A friend of mine lives on the north shore, and she recommends I stop at The Garden Café at Common Ground fields for a truly organic experience. I turn down an unassuming driveway at the sign for Common Ground and see that the 46 acres of low-lying farmland are rich with vegetable gardens climbing out of red-clay fields surrounding a modern, clean-lined restaurant.
Minutes later I'm devouring a raw, fibrous kale-and-green-papaya salad softened by miso vinaigrette, and a grilled mahi sandwich on a Pueo Breads bun with a house-made tropical fruit salsa.
Nearby, Aloha from Hanalei is paradise for the pampered, selling soaps and lotions made with milk from the goats at Kauai Kunana Dairy, plus jewelry in varying shades of cream, off-white, and dark brown crafted out of the island's calcite mineral. The well-curated Hula Beach Boutique & Sarong Shop has hand-painted Anushka leather handbags and last-minute swimsuits.
Leaving Hanalei's palm-fringed village behind, I drive on until the road ends at Kee Beach. A lifeguard stand looks out over the white sand beach that curves to one side and, on the other, ends abruptly at the soaring cliffs that mark the beginning of the Napali Coast.
Even a half-mile on this trail is worth it, but I push on for a dip in the cool ocean at wild, cliff-sided Hanakapiai Beach before the last two miles through the jungle to reach the falls.
A dozen people lounge on the rocks, snacking and drying off after a swim. I follow suit, floating under the thin curtain of the waterfall.

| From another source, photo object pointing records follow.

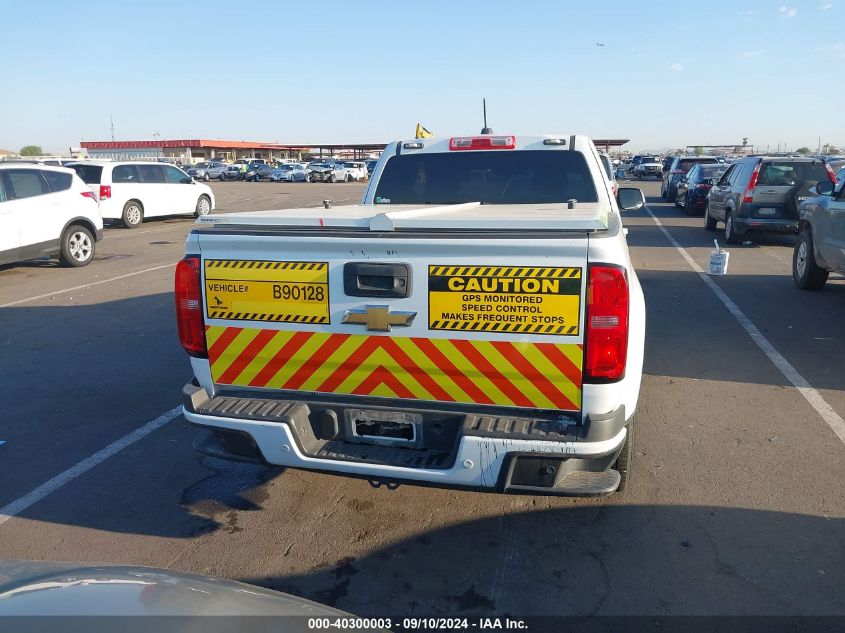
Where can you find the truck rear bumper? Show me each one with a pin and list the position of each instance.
(481, 452)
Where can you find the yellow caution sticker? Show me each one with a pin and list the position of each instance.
(514, 299)
(246, 290)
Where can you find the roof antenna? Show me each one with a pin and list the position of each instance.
(485, 129)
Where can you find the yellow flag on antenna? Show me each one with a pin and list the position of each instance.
(422, 132)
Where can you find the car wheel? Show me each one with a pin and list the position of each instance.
(203, 206)
(731, 236)
(709, 222)
(624, 461)
(77, 248)
(133, 214)
(806, 273)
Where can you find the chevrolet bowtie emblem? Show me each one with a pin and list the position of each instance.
(378, 318)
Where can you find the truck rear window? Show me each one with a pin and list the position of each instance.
(788, 174)
(494, 177)
(90, 174)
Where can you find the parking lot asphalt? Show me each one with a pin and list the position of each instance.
(735, 506)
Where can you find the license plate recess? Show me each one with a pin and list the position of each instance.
(384, 428)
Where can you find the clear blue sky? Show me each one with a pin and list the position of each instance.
(669, 73)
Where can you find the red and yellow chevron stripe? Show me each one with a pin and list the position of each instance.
(504, 373)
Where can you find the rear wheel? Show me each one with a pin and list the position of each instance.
(624, 461)
(731, 236)
(806, 273)
(77, 248)
(133, 214)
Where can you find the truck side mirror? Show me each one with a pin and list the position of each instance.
(630, 199)
(825, 187)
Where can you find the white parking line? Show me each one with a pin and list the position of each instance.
(126, 234)
(811, 395)
(93, 283)
(22, 503)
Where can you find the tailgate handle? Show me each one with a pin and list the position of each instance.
(377, 280)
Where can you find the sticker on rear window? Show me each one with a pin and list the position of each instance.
(513, 299)
(289, 292)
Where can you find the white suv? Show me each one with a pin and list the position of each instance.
(356, 170)
(46, 211)
(132, 191)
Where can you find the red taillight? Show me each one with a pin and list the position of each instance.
(458, 143)
(189, 317)
(606, 344)
(749, 191)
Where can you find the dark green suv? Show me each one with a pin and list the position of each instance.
(762, 193)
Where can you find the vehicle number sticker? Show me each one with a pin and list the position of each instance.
(513, 299)
(291, 292)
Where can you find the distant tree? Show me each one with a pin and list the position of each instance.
(32, 150)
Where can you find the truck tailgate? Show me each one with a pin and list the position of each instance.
(494, 322)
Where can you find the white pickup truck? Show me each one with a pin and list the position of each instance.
(474, 322)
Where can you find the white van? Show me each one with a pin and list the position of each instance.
(132, 191)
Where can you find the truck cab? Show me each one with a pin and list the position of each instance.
(475, 321)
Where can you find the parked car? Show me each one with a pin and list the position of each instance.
(648, 167)
(677, 170)
(328, 172)
(762, 193)
(233, 172)
(133, 191)
(356, 170)
(258, 171)
(47, 211)
(691, 192)
(289, 172)
(207, 171)
(820, 249)
(363, 396)
(99, 595)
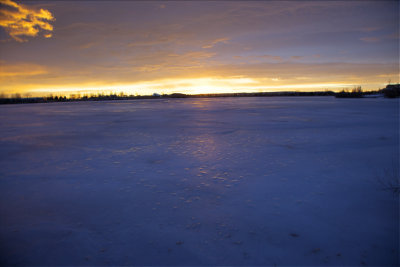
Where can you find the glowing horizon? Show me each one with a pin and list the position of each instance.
(196, 47)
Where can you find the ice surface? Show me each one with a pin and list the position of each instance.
(221, 181)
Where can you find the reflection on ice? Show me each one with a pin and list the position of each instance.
(233, 181)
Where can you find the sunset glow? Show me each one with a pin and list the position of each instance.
(196, 47)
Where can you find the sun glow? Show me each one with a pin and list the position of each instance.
(186, 86)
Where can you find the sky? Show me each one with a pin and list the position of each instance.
(146, 47)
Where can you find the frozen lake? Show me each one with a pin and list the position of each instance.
(230, 181)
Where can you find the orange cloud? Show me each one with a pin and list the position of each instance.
(19, 20)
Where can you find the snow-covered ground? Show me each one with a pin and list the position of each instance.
(229, 181)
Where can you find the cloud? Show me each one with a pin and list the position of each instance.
(213, 43)
(296, 57)
(370, 39)
(10, 71)
(19, 20)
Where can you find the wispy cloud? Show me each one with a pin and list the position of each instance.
(213, 43)
(19, 20)
(370, 39)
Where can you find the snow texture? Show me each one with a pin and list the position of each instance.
(219, 181)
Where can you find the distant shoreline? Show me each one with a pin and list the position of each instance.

Everything on my plate comes from this lush little island. If I concentrate hard enough, I can smell the wild ginger growing near the river, just steps away. Only a remote island, it seems, can offer such a sensual connection to the land. Sitting here at dinner is another instance like that first afternoon with Almeida and the sea turtle swim—wild, unique, and refreshing. Kauai's got that.